Abstract Non-Darcy flow is an important factor affecting productivity of gas and high production rate oil wells and the analysis of pressure-transient well tests in porous media. The motivation for this study to investigate, validate and extend the Barree-Conway model (BCM) for pressure-transient analysis of wells involving hydraulic fractures and naturally fractured reservoirs. Numerical models based on finite control-volume method were developed according to not only the Forchheimer equation and, for the first time in the literature, but also the Barree-Conway model specifically for pressure-transient analysis of single-phase fluid flow in porous and fractured reservoirs. The developed numerical models are capable of simulating all near wellbore effects coupled with the non-Darcy flow behavior in porous and fractured reservoirs.
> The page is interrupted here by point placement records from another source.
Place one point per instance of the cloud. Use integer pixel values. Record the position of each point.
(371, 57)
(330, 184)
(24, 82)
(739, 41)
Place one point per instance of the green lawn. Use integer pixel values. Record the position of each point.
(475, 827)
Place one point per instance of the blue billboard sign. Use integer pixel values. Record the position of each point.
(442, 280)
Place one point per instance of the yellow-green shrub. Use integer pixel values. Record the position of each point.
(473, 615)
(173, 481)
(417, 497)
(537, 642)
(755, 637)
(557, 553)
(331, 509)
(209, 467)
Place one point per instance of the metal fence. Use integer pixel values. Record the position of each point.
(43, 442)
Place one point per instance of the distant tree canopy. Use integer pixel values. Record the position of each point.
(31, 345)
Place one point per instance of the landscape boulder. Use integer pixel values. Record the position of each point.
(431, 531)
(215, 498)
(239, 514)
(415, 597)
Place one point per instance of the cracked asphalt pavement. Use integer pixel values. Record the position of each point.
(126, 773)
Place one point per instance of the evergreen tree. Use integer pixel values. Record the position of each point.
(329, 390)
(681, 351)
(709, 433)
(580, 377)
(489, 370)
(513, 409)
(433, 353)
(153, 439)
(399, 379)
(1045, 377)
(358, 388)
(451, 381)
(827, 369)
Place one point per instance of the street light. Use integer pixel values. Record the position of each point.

This study shows that the BCM can be applied, similar to the Forchheimer model, to analyzing and interpreting pressure-transient responses of non-Darcy flow in porous and fractured reservoirs. The BCM predicts similar pressure-transient responses of non-Darcy flow as predicted by the Forchheimer model. The parameter of characteristic length among the BCM model parameters is more sensitive than the minimum permeability. The minimum permeability is only sensitive at low values of characteristic length or at extremely high flow rates. Numerical simulation results indicate that the value of characteristic length must be low for significant effect of non-Darcy flow and it is related to small effective radius. The non-Darcy flow parameters of the BCM may not be all estimated from single-rate tests in single-porosity reservoirs using conventional analysis approaches. However, they can be estimated by a fitting process based on non-linear optimization algorithm incorporated into the numerical model. Type curves generated by the BCM are provided to demonstrate a methodology for analyzing the effect of non-Darcy flow on pressure-transient tests in porous and fractured reservoirs. As application examples, numerical models of non-Darcy flow are used to model and interpret actual field pressure-transient data from high production rate oil wells in Kuwait.